Defunct American computer networking equipment company

Starent Networks was an American information technology and computer networking products company. It was headquartered in Tewksbury, Massachusetts, USA, with major engineering facilities in Pune, India and Bangalore, India. Starent Networks was bought by Cisco in 2009.

Starent was a provider of infrastructure products that enabled mobile operators to deliver multimedia services such as video, Internet access, voice-over-IP, e-mail, mobile TV, photo sharing, and gaming to their subscribers.

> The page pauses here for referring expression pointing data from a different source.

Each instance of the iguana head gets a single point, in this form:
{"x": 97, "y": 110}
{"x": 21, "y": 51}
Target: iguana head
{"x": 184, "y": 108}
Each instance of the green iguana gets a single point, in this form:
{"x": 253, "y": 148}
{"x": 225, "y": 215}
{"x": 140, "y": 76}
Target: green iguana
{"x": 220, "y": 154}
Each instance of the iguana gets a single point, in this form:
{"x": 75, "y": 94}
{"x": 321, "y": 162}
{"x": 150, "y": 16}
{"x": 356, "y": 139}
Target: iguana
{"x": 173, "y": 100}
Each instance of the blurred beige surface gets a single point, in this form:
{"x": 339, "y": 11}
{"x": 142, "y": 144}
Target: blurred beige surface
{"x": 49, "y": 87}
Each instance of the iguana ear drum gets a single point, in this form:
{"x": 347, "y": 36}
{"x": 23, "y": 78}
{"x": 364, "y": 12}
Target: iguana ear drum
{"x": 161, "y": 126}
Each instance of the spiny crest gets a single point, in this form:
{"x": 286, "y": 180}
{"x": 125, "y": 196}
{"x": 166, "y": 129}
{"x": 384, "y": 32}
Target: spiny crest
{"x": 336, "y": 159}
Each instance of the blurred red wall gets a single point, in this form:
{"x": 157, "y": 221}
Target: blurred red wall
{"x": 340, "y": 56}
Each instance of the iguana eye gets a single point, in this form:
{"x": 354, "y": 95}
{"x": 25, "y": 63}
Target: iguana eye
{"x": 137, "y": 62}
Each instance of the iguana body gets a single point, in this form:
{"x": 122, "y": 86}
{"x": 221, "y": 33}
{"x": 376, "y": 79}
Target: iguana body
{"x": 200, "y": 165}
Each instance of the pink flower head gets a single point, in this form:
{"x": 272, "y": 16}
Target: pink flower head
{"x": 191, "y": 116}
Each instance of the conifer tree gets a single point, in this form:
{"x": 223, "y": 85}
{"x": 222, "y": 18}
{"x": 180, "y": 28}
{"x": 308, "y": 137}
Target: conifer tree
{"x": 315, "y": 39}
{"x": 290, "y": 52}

The products act as gateways that connect the radio access network to the IP network. The gateways allow the service provider to have fine control over the end user experience of the high bandwidth/low latency applications, transaction accounting details and access control.

On October 13, 2009, Cisco announced a plan to purchase Starent for US$2.9 billion.
On December 18, 2009, Cisco completed acquisition of Starent Networks.